We cannot-I submit to you-repair the American community and restore the American family until we provide the structure, the values, the discipline, and the reward that work gives.

So, I say to you, we have to make a partnership-all the government agencies, all the business folks . But where there are no families, where there is no order, where there is no hope, where we are reducing the size of armed services because we have won the Cold War, who will be there to give structure, discipline, and love to these children? You must do that and we must help you. The scripture says, You are the salt of the earth and the light of the world,” that, “If your light shines before men, they will give glory to the Father in Heaven.” That is what we must do.

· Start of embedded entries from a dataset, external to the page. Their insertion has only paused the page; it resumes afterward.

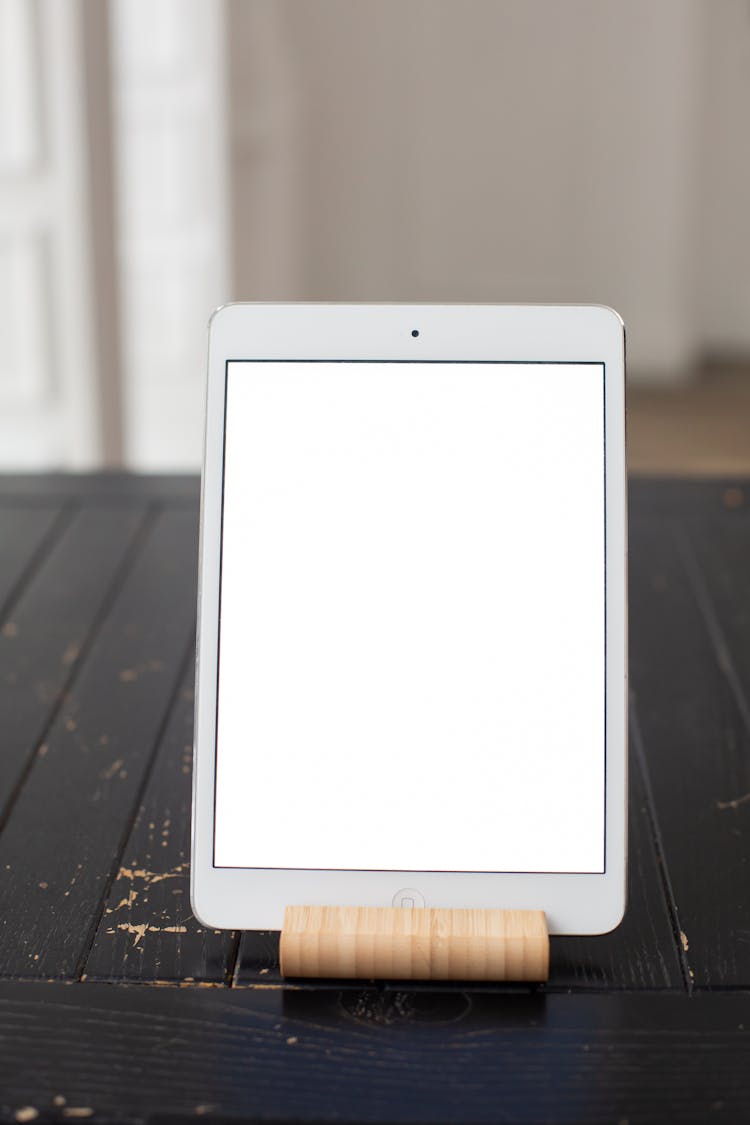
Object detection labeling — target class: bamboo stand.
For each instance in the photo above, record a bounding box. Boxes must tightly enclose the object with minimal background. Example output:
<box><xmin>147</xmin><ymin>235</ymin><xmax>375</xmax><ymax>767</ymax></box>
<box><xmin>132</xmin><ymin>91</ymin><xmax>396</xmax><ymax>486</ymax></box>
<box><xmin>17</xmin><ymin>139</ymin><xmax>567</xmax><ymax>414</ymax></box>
<box><xmin>280</xmin><ymin>905</ymin><xmax>549</xmax><ymax>981</ymax></box>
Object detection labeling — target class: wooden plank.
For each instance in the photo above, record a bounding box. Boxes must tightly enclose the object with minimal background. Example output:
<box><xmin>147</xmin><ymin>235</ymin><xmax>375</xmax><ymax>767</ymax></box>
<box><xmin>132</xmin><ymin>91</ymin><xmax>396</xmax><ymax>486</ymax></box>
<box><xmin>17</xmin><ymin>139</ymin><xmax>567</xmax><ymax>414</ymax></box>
<box><xmin>683</xmin><ymin>510</ymin><xmax>750</xmax><ymax>731</ymax></box>
<box><xmin>0</xmin><ymin>505</ymin><xmax>148</xmax><ymax>828</ymax></box>
<box><xmin>0</xmin><ymin>472</ymin><xmax>199</xmax><ymax>501</ymax></box>
<box><xmin>0</xmin><ymin>472</ymin><xmax>732</xmax><ymax>512</ymax></box>
<box><xmin>0</xmin><ymin>508</ymin><xmax>199</xmax><ymax>979</ymax></box>
<box><xmin>551</xmin><ymin>730</ymin><xmax>684</xmax><ymax>990</ymax></box>
<box><xmin>1</xmin><ymin>982</ymin><xmax>750</xmax><ymax>1123</ymax></box>
<box><xmin>629</xmin><ymin>476</ymin><xmax>750</xmax><ymax>519</ymax></box>
<box><xmin>0</xmin><ymin>470</ymin><xmax>732</xmax><ymax>511</ymax></box>
<box><xmin>0</xmin><ymin>503</ymin><xmax>65</xmax><ymax>617</ymax></box>
<box><xmin>629</xmin><ymin>514</ymin><xmax>750</xmax><ymax>988</ymax></box>
<box><xmin>83</xmin><ymin>665</ymin><xmax>236</xmax><ymax>984</ymax></box>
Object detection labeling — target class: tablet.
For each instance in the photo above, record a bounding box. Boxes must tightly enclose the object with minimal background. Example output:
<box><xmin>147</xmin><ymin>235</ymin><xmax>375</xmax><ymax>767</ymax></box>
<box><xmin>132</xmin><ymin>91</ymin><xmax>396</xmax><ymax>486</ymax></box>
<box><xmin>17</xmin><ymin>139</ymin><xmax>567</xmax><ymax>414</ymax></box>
<box><xmin>191</xmin><ymin>303</ymin><xmax>626</xmax><ymax>934</ymax></box>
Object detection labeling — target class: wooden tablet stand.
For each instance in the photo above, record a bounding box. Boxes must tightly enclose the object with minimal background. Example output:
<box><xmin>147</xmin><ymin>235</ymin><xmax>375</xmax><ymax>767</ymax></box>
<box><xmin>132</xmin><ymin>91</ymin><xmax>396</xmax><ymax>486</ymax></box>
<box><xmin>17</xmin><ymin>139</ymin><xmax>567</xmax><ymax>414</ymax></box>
<box><xmin>280</xmin><ymin>906</ymin><xmax>549</xmax><ymax>981</ymax></box>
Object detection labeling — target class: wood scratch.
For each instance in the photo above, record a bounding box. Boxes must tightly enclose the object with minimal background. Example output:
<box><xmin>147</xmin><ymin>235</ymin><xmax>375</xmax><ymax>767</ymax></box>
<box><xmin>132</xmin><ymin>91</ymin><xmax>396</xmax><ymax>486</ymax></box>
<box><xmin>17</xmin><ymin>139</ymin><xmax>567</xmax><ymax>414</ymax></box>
<box><xmin>723</xmin><ymin>486</ymin><xmax>745</xmax><ymax>509</ymax></box>
<box><xmin>716</xmin><ymin>791</ymin><xmax>750</xmax><ymax>811</ymax></box>
<box><xmin>118</xmin><ymin>867</ymin><xmax>152</xmax><ymax>881</ymax></box>
<box><xmin>118</xmin><ymin>922</ymin><xmax>149</xmax><ymax>947</ymax></box>
<box><xmin>116</xmin><ymin>922</ymin><xmax>188</xmax><ymax>947</ymax></box>
<box><xmin>113</xmin><ymin>889</ymin><xmax>138</xmax><ymax>911</ymax></box>
<box><xmin>100</xmin><ymin>758</ymin><xmax>124</xmax><ymax>781</ymax></box>
<box><xmin>117</xmin><ymin>862</ymin><xmax>188</xmax><ymax>885</ymax></box>
<box><xmin>680</xmin><ymin>930</ymin><xmax>689</xmax><ymax>951</ymax></box>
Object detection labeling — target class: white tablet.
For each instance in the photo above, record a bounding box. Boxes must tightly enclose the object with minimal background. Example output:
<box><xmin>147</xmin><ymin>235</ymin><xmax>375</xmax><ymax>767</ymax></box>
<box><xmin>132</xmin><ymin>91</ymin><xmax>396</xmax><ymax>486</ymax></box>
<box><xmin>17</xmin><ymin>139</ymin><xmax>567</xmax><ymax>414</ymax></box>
<box><xmin>191</xmin><ymin>303</ymin><xmax>626</xmax><ymax>934</ymax></box>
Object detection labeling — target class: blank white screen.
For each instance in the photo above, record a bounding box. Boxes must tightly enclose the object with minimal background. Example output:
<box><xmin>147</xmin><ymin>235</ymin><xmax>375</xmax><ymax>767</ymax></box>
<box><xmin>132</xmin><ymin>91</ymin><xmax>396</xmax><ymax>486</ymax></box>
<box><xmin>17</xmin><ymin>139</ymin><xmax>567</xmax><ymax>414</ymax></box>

That is what we must do. How would we explain it to Martin Luther King if he showed up today and said, Yes, we won the Cold War. Yes, the biggest threat that all of us grew up under Communism and nuclear war-Communism is gone; nuclear war receding. Yes, we developed all of these miraculous technologies. Yes, we all got a VCR in our home. It’s interesting. Yes, we get 50 channels on the cable. Yes, without regard to race, if you work hard, play by the rules, you get into a service academy or a good college, you’ll do just great. How would we explain to him all these kids getting killed and killing each other? How would we justify the things that we permit that no other country in the world would permit? How could we explain that we gave people the freedom to succeed and we created conditions in which millions abuse that freedom to destroy the things that make life worth living and life itself? We cannot.

And so, I say to you today, my fellow Americans, you gave me this job, and we’re making progress on the things you hired me to do. But unless we deal with the ravages of crime and drugs and violence, and unless we recognize that it’s due to the breakdown of the family, the community, and the disappearance of jobs, and unless we say, Some of this cannot be done by government because we have to reach deep inside to the values, the spirit, the soul, and the truth of human nature, none of the other things we seek to do will ever take us where we need to go.

So, in this pulpit, on this day, let me ask all of you in your heart to say, We will honor the life and the work of Martin Luther King. We will honor the meaning of our church. We will somehow, by God’s grace, we will turn this around. We will give these children a future. We will take away their guns and give them books. We will take away their despair and give them hope. We will rebuild the families and the neighborhoods and the communities. We won’t make all the work that has gone on here benefit just a few. We will do it together by the grace of God.